Tauopathies, such as Progressive Supranuclear Palsy and Corticobasal Degeneration, are rare diseases with prominent Parkinsonian features, including motor symptoms such as postural instability, vertical gaze palsy, rigidity, slowed movement (bradykinesia), muscle contractions (dystonia), and sudden jerks (myoclonus). Furthermore, individuals may face difficulties with speech and swallowing, cognitive decline, and loss of sensory perception at the cortical level. These neurodegenerative diseases are often rapidly progressing and pathologically characterized by phosphorylated tau inclusions in neurons and glia.

A significant problem for the development of disease-modifying therapeutics for tauopathies is the lack of animal models that recapitulate the human disease. To address this issue, Biospective has developed and characterized an adeno-associated virus (AAV) vector-induced mouse model that is well-suited for preclinical therapeutic efficacy studies for Progressive Supranuclear Palsy and Corticobasal Degeneration.

This Interactive Presentation illustrates some of the key motor function, neuroimaging, and pathologic features of Biospective's AAV human tau model of tauopathies with Parkinsonian features.

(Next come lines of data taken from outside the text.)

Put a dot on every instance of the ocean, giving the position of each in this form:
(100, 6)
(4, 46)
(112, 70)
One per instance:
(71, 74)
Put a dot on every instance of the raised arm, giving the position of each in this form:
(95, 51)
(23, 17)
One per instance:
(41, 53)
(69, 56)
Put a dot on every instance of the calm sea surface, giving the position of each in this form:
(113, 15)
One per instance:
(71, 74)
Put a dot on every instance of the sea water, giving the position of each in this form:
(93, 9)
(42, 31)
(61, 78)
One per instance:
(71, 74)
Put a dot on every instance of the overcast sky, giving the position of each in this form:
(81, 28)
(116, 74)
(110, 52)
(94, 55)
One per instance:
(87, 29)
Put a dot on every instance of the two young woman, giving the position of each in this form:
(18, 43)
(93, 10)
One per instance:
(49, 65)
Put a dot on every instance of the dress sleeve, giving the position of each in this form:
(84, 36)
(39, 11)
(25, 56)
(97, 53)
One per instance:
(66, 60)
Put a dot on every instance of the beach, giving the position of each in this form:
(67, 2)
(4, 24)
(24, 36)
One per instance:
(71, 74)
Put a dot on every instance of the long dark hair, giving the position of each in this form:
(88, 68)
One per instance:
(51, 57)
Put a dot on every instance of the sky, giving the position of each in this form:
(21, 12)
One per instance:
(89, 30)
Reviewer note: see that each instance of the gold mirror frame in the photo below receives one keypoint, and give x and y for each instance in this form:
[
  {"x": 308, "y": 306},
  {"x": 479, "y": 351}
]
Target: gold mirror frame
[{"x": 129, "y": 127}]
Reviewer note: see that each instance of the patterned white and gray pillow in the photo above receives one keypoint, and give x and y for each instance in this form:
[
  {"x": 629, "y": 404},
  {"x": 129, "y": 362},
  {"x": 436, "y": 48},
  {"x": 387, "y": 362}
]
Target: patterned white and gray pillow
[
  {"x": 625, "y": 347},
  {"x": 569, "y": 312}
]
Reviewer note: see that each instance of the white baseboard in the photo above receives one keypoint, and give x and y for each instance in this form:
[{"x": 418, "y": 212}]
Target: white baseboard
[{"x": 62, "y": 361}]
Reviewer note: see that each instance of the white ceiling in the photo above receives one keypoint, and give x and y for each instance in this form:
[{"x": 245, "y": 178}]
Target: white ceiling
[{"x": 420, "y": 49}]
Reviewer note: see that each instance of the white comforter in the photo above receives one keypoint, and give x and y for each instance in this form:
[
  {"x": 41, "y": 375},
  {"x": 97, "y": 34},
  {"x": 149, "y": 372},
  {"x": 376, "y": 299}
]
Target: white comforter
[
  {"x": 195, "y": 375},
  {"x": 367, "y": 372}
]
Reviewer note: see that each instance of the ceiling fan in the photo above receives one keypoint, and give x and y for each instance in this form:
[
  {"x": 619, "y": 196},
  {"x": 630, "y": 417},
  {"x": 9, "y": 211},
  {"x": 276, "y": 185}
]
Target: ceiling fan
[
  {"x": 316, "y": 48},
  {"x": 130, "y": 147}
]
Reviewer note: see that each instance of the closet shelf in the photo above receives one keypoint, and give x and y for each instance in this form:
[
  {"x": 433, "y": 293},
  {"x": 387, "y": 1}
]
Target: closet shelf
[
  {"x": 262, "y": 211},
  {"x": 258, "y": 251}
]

This model was generated by injecting 2 month-old C57BL/6 mice with AAV-hTau (wild-type 2N4R human tau) or AAV-null (control) vectors unilaterally into the left substantia nigra pars compacta (SNc) using a digital stereotaxic device with an automated microinjector.

Coronal Atlas with AAV Injection Site

Coronal Atlas View of SNc Injection Site

Multiplex immunofluorescence (mIF) images were generated by immunostaining for phosphorylated Tau (AT8), GFAP, Iba-1, Tyrosine Hydroxylase, Dopaminergic Nuclei, and counterstained with the DAPI nuclear stain. Tissue sections were digitized using a high-throughput slide scanner and were processed using Biospective's PERMITSTM software platform.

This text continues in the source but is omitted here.